Precisamos falar do Ceará… Parte 18

Não há necessariamente uma relação de causa e efeito entre o processo de redemocratização do Brasil (e alcança o Ceará) nos anos 1980 e uma mudança radical na gestão do serviço público, embora a correlação seja inevitável.

Com o tempo quase tudo muda, muita coisa aparece e outras desaparecem ou se transformam, o que pode facilmente confundir um pesquisador, um observador.

Com os olhos no Ceará, pode-se dizer que duas características marcantes nitidamente entraram na administração pública, sobretudo no poder executivo, esfera de decisão e ação de prefeitos e governadores.

Uma delas foi a financeirização. A outra foi o marketing. Entraram discretamente, mas de maneira firme, com força suficiente para se sobreporem às outras características que orientavam o processo de planejamento, decisão e ação do executivo.

E no Ceará, de quem Virgílio Távora, que muito desta terra sabia, dizia “se considerar o umbigo do mundo”, financeirização e marketing passaram a governar os governos, e isso foi um erro, um excesso.

No marketing, houve uma incompreensão importante. Todo o foco dos gestores foi para a comunicação, que é uma questão menor, operacional e de curto prazo na gestão pública. Em vez de pensar em bem atender às necessidades e desejos da população em sua maioria, que é a missão do marketing, apenas criaram-se secretarias de comunicação, centralizaram nelas poder e nelas concentraram orçamento, colando-as diretamente ao lado do governador e do prefeito. Não demorou nada para que a comunicação fugisse cada vez mais do interesse público, levando junto o gestor. Logo, logo, a preocupação e a prioridade máxima do gestor era a repercussão do que se fez hoje, a notícia do dia seguinte. Prioritária e urgente,a imagem do governo e do governante, a comunicação.

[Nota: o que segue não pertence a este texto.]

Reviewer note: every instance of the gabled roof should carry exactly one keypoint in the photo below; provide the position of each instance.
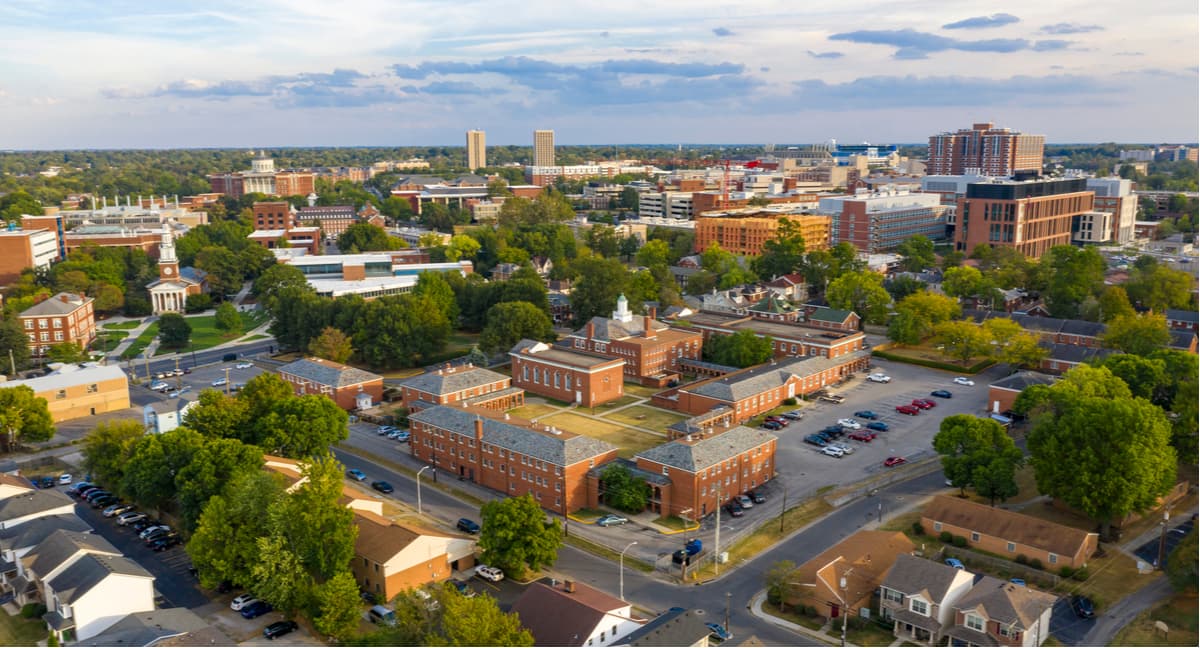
(327, 372)
(1008, 526)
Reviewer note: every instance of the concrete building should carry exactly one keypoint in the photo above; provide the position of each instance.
(65, 317)
(563, 375)
(993, 151)
(477, 150)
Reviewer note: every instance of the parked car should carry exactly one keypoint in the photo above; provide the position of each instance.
(490, 574)
(279, 629)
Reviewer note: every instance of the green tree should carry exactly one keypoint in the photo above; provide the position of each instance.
(516, 537)
(24, 417)
(510, 322)
(863, 293)
(174, 331)
(228, 319)
(1140, 335)
(1098, 449)
(622, 490)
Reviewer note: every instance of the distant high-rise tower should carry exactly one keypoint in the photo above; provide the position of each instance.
(544, 148)
(477, 150)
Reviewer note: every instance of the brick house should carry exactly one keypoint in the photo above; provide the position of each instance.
(759, 389)
(467, 383)
(1009, 533)
(511, 456)
(343, 384)
(567, 376)
(390, 557)
(651, 348)
(65, 317)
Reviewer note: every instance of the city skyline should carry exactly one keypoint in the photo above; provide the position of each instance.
(226, 75)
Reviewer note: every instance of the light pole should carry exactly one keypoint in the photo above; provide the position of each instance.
(419, 489)
(621, 569)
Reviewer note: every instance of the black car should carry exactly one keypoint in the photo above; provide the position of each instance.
(279, 629)
(382, 486)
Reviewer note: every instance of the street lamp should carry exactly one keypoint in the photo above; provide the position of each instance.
(621, 569)
(419, 489)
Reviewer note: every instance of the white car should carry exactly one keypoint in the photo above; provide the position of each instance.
(241, 601)
(489, 574)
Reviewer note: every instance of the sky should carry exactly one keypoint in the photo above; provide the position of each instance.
(180, 73)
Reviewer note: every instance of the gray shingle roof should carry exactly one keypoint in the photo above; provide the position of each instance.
(441, 383)
(561, 450)
(89, 571)
(328, 373)
(699, 455)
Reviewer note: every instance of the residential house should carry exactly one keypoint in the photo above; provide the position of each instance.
(391, 557)
(568, 376)
(95, 592)
(997, 612)
(573, 613)
(348, 387)
(461, 384)
(845, 575)
(918, 597)
(1009, 533)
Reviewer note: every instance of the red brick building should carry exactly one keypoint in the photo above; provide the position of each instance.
(348, 387)
(469, 384)
(510, 456)
(651, 349)
(567, 376)
(65, 317)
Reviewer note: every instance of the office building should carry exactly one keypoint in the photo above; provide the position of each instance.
(477, 150)
(544, 148)
(987, 149)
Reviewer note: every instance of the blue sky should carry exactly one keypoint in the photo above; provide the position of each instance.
(130, 73)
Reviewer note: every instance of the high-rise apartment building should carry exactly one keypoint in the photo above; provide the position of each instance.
(544, 148)
(477, 150)
(993, 151)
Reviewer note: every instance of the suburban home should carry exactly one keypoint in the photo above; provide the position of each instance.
(1009, 533)
(997, 612)
(567, 376)
(342, 383)
(391, 557)
(918, 595)
(861, 562)
(95, 592)
(571, 613)
(456, 385)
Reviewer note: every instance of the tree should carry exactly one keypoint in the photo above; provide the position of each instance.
(331, 345)
(510, 322)
(1098, 449)
(174, 331)
(917, 253)
(517, 537)
(961, 340)
(622, 490)
(24, 417)
(1140, 335)
(861, 292)
(228, 319)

A financeirização acontecia pela força do dinheiro. Em algum momento anterior definiam-se políticas públicas, e a elas se dedicavam recursos orçamentários, e para elas se buscavam linhas de financiamento. Eram movimentos e articulações da cidade para (e com) o estado, e do estado para (e com) a União. Tudo inverteu-se, o dinheiro e a linha de financiamento é que passaram a orientar as políticas públicas estaduais e municipais. Não deixa de ser, em certa medida, pragmático e lógico, mas não é boa estratégia deixar que a disponibilidade do dinheiro oriente as prioridades da maioria da população.

Imaginem os efeitos de longo prazo que tal inversão pode provocar, não são poucos, não são positivos. Ao contrário, são muitos e negativos. Para complicar e para piorar, tal inversão aconteceu quando os limites orçamentários se apertaram e as regras de responsabilidade fiscal é que viraram a prioridade das prioridades.

A qualidade de vida da maioria da população é direta e duramente afetada pela qualidade do serviço público. Pense aqui e agora nos usuários do transporte coletivo, nos jovens da escola gratuita, nos usuários da saúde pública e nos atendidos exclusivamente pela segurança oferecida pelo Estado. Mas não apenas nessas áreas. A máquina pública tem força e recursos humanos e financeiros para gerar empregos, para melhorar a renda, incrementar a infraestrutura, quebrar inércia, mobilizar apoios, enfim, atender necessidades e desejos da maioria. Tem-se assim uma ideia da dimensão deste tema, a qualidade.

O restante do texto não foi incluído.